One of the practical tips I have about composition is to establish a strong ‘figure-to-ground.’ Pretty much that means to have a good contrast between your subject and background.
That means, have a dark figure against a light background. Or a light subject against a dark background.
You can start off by starting with a white wall, and adding a darker subject to it. Or starting off with a dark wall, and adding a light subject to it.
One way you can create a strong ‘figure-to-ground’ in your photograph is to shoot a silhouette of a subject, and have the white space around it all white.
As an example, note this photograph I shot in Hanoi. What I think makes this a great photo is the mood. The strong silhouette, the mood of nostalgia, and in terms of composition — it has a strong ‘figure-to-ground.’

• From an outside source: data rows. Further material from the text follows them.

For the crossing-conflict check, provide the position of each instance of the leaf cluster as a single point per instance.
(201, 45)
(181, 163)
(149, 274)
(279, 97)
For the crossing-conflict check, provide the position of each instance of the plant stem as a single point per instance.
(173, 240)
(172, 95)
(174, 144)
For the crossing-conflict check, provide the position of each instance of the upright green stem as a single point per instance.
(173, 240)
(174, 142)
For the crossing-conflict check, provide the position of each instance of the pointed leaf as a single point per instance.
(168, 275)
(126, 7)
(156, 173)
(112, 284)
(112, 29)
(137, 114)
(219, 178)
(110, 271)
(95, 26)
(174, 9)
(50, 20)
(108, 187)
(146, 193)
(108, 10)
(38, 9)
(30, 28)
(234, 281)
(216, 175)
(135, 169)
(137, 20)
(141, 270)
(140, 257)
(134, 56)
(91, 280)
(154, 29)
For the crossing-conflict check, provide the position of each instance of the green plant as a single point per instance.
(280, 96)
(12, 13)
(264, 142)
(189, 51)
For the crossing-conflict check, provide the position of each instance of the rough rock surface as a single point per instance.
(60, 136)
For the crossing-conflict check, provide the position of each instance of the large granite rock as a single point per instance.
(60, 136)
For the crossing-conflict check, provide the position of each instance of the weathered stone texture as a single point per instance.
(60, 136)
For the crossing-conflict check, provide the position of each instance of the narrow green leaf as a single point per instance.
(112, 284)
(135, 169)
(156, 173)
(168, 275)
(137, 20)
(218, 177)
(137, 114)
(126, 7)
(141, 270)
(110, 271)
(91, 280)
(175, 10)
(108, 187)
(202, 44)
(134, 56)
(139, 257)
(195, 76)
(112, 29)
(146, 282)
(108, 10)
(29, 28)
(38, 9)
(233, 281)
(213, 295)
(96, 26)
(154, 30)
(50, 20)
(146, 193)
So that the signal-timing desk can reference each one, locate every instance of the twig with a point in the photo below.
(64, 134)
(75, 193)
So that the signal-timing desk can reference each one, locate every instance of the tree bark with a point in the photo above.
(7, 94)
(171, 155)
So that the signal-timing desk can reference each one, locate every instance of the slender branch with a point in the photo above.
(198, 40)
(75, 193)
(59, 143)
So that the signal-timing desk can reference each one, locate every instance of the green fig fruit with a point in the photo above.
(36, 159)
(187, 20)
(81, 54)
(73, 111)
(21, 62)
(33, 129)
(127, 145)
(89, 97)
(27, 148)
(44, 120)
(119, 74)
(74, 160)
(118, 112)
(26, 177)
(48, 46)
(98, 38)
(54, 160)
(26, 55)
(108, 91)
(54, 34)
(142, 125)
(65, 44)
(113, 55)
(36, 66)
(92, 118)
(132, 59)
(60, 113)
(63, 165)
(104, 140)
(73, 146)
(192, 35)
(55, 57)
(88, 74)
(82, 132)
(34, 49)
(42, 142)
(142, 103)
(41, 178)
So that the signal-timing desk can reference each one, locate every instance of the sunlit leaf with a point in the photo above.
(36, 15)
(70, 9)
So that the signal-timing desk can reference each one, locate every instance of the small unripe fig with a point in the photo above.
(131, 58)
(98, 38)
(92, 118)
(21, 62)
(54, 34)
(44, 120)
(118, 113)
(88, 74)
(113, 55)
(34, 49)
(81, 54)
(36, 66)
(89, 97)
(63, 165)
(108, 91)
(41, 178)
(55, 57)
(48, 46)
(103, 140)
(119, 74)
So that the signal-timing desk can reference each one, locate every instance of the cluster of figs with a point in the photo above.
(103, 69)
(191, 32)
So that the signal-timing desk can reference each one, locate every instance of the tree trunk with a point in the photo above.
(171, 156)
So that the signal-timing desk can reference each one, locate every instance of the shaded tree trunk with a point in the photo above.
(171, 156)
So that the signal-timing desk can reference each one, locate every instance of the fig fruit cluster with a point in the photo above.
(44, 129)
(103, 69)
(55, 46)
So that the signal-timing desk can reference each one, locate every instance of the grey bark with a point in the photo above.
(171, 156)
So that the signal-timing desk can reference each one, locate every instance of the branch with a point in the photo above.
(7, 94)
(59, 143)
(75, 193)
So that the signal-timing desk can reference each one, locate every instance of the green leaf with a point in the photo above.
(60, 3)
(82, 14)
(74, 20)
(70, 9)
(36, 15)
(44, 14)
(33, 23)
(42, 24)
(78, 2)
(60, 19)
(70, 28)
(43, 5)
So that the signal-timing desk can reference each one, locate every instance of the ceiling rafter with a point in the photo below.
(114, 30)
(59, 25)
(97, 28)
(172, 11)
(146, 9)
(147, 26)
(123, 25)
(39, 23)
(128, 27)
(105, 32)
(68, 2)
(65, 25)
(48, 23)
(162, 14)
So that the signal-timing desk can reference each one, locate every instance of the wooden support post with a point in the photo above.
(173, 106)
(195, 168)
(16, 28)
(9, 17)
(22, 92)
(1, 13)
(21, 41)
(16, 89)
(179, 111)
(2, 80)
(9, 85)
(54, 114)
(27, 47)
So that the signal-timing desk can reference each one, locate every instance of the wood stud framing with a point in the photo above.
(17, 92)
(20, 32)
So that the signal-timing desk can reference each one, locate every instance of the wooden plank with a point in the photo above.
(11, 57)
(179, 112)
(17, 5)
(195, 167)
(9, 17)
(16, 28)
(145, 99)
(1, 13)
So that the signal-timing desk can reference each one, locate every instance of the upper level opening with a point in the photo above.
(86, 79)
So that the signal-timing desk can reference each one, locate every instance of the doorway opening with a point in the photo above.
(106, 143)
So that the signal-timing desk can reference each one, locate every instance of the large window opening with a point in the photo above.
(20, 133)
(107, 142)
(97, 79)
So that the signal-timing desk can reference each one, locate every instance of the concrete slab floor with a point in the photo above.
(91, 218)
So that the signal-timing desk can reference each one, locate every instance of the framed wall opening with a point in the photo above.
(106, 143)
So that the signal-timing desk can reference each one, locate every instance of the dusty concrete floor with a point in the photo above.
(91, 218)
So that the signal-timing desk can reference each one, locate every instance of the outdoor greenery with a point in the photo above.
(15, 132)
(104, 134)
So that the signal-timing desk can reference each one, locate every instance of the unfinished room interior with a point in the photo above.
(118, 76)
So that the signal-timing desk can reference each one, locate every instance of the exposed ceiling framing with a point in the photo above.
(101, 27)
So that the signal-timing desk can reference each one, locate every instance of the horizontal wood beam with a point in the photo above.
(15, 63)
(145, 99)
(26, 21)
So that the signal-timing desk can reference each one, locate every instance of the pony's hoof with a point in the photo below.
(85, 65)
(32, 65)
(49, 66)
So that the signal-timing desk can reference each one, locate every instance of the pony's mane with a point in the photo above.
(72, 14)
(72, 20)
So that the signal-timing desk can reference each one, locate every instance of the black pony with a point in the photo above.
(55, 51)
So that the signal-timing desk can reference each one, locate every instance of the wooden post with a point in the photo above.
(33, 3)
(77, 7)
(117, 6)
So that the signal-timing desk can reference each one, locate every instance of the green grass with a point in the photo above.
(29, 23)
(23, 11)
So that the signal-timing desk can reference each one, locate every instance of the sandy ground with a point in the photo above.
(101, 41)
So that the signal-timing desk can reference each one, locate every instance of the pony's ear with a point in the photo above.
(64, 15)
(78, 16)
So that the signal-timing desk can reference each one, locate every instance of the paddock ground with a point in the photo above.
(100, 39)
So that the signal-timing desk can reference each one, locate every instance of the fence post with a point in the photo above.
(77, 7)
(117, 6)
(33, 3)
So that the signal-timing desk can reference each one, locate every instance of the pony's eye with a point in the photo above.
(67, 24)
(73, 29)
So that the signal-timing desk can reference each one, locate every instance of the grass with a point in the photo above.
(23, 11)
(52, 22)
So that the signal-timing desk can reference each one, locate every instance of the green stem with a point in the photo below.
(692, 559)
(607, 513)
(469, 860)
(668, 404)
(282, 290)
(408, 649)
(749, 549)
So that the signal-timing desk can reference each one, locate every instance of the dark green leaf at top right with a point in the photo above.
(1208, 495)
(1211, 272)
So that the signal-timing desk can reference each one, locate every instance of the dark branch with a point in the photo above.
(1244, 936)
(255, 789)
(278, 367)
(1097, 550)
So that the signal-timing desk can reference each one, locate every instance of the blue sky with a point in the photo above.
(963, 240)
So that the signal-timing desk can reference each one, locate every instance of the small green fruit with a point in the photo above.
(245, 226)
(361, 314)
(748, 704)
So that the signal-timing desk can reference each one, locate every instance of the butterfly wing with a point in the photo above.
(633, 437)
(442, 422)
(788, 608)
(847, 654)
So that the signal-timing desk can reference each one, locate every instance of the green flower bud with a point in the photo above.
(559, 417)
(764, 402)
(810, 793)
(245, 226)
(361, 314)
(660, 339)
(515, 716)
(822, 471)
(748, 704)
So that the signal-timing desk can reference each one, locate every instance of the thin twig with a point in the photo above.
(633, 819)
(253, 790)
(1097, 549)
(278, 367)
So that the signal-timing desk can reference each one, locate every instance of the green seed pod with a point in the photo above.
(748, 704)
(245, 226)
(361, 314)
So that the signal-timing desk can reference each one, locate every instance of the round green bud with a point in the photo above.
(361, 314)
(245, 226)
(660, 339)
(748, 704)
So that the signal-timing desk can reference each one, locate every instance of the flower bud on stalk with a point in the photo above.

To analyze this photo, I have applied a ‘gaussian blur’ in Photoshop, to see even if the image is blurry, you can still see the silhouette quite well:
To analyze the image further, here is an outline of the man’s head:
And you can see there is good separation between his head and the top of the frame:
Also what I love about this photo is that if you zoom in, you can see the silhouette of the side of his face, in which you can see his eyelash, and his profile:
Outlined in red:
Once again, the importance of ‘figure to ground’ in this image can be seen between the separation of his head from the top element. If his black head was connected with the black background, you couldn’t see his head:
The point I want to make about composition is this: to get a good ‘figure-to-ground’ (or anything else), you need to make a lot of photos and ‘work the scene’. Because when you’re in the zone of making photos, you can rarely see all these details. Often you notice these details after you’ve made the photos, and once you go home.

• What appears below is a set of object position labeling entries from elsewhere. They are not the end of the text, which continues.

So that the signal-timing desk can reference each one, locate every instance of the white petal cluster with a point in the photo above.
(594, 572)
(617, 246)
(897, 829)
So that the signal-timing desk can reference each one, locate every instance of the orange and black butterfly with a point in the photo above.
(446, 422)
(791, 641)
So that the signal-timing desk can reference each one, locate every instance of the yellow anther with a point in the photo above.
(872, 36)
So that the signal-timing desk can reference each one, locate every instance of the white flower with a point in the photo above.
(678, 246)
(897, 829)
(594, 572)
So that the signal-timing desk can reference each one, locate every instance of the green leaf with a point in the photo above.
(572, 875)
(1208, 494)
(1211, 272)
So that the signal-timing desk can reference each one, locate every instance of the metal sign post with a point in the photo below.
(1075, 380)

For example, to make this one image, I had to click the shutter 32 times. And the best photo was the last photo:
You can see a few photos before, there was too much negative space between the man’s head and the top of the frame:
Outlined in red:
Compare this to the best image, where there is ‘just enough’ negative space. In my eyes, there is no science, it just feels like there is enough space:
Also an interesting thing to note about figure-to-ground, use a flash to make a stronger figure-to-ground.
Even though I made this photograph during the day (bright sunlight) I used a flash (built into the camera), in “P” mode at ISO 1600, on the Ricoh GR II. The camera used a shutter-speed of 1/750, and f/5.6.
You can see two photos I shot, the first photo without a flash, and the other with a flash.
So the main takeaway points about getting a better ‘figure-to-ground’ in your photos:
1. ‘Work the scene’:
Take as many photos you possibly can in a scene. For example, if I didn’t shoot 32 photos, I wouldn’t have got a good photo. The best photo was the end. I didn’t know it would be a good photo before-hand.
2. Don’t overlap figures:
The reason why the ‘figure to ground’ of this photo was good was that the man’s head didn’t overlap with the black background on top of the frame. There was a little bit of ‘white space’ in-between. This white-space is crucial. So when you’re shooting a scene, leave a little bit of negative space between your subject and the background.
3. Shoot in high-contrast black and white preview:
The benefit of shooting with a high-contrast black and white preview is you can better see the separation between your subject and the background. I set my Ricoh GR II to high contrast black and white preview, to better see the world in black and white.
4. Use a flash:
Using a flash helps darken the background (even when shooting in the day), and create more separation between your subject and background.